Monday, 19 December 2016

8: Bullshit, or not?


One thing every single news journalist needs to have - along with a pen, pad, and sense of news judgement - is a good bullshit detector.

We live in the age of bullshit. It's all around us, stinking up the joint. Your phone is fucking full of it, and the amount of bullshit generated every day around the world is so great, if it was actually literally shit, the world would be constantly engulfed in a massive tsunami of faeces.

One of the unfortunate roles of the news media is to act as a filter for all this bullshit, weeding out all the crap that pretends to be news, and all the rubbish that is trying to get your attention. And if you think the big news organisations are doing a terrible job at this, you should see the main public e-mail inboxes for the large newsrooms - genuine gems of newsworthy content is outnumbered by spam, PR nonsense and all sorts of baffling bullshit.

Of course, there will always be conspiracy theorists who see this suppression of bullshit as suppression of free speech or other vital information, and will always be convinced that the entire media are being paid off by higher interests. (Which, if true, doesn't really explain the aging and decrepit vehicles on show in newsroom car parks.)

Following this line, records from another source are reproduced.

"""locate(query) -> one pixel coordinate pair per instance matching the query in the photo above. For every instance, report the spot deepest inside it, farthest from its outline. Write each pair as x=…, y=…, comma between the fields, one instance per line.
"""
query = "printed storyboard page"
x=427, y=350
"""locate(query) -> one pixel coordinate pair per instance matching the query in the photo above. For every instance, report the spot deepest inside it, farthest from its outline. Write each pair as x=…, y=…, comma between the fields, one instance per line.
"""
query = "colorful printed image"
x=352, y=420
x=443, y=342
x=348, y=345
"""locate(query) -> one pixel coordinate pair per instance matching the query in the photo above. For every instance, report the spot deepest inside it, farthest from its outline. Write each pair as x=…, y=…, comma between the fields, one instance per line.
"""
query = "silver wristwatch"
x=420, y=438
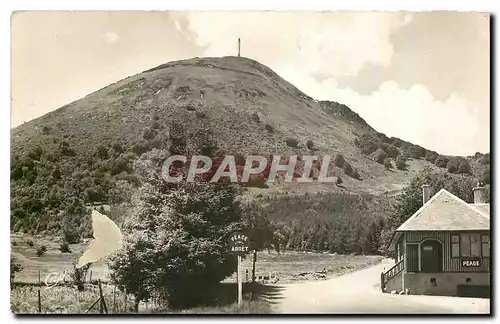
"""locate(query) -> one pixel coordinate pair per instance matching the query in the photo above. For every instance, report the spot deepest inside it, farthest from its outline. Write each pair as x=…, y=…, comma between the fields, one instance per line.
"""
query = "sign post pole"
x=240, y=285
x=239, y=245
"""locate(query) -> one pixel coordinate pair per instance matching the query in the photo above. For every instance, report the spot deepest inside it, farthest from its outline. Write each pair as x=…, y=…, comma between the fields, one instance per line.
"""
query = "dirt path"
x=359, y=292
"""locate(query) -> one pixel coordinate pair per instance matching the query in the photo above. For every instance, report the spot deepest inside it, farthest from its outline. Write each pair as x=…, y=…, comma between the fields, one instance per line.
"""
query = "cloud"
x=336, y=43
x=447, y=127
x=110, y=37
x=402, y=94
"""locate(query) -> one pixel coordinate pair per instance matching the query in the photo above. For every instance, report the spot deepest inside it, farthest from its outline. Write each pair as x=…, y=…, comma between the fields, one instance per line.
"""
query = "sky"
x=420, y=76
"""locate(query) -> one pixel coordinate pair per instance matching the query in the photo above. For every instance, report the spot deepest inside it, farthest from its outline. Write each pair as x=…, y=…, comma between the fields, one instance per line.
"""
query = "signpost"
x=471, y=262
x=239, y=246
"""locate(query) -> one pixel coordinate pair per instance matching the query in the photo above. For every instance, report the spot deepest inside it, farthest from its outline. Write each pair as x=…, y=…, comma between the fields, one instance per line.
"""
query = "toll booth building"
x=443, y=249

But journalists have to reject most of that kind of thing, because it's quite clearly bullshit, and if you fall down that conspiracy hole, you'll be left in the wilderness, mumbling that 9/11 was an inside job, or that Queen Elizabeth kidnapped and ate 10 Canadian children in the 1950s, or that Jack The Ripper was the Loch Ness Monster.

There is, fortunately, a growing awareness of the destructive and harmful impact of fake news, especially after this year in politics, even if the current debate hasn't really progressed beyond infantile name-calling.

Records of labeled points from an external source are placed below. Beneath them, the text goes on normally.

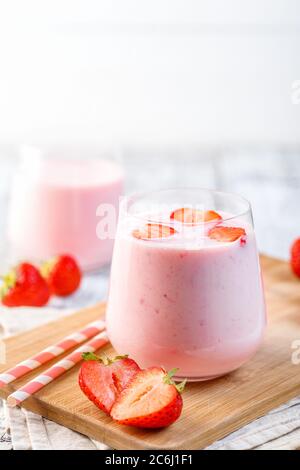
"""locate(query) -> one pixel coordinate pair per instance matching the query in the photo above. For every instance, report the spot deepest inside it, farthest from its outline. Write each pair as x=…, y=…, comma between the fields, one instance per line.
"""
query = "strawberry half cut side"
x=187, y=215
x=151, y=400
x=102, y=379
x=227, y=234
x=151, y=231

It does, unfortunately, lead to things like absolute fucking dickheads using the 'fake news' label to discredit news reports of the latest awful atrocities in places like Aleppo. (Thanks for that hot take, you walking ballsacks full of pus. I'm sure the poor Syrian kids literally choking to death on blood and dust in bombed-out Syrian hospitals are gutted by the fact the conflict doesn't fit with your political ideology.)

But while there are vast amounts of people who won't believe anything anybody tells them anymore, there is always an insatiable thirst for investigation and truth, and uncovering of corruption, and some goddamn basic facts, and all the fake news in the world won't quench that.

In fact, the 'fake news' label has almost been over-used into incoherence in recent weeks, and it encompasses so much, from genuine satire sites like The Civilian and The Onion - which make no secret of the fact that they are total horseshit, and even manage to be occasionally hilarious - to stories about imaginary paedophilia rings in a pizza place, spewed out by malevolent Macedonian munters.

We just need to call it bullshit, because that's all it is. We all have different levels of bullshit acceptability, but in newsrooms, that level has to be real fucking low. Coming back to the indispensability of the bullshit detector, it's more vital than ever.

And it doesn't necessarily have to be fake to be bullshit. There are real issues of PR intrusion on the newspage, and just because something is going viral on social media doesn't mean it actually has any news worth. Sure, your cousin Phil might be amazed by claims that you can predict earthquakes based on astrological reasons, but you know it's bullshit, and editors should definitely know it's bullshit, and easy to ignore.

There is more than enough bullshit in the world, and the news needs to take some responsibility for containing its spread. It's hard fucking work, but that bullshit detector needs to be kept on at all times.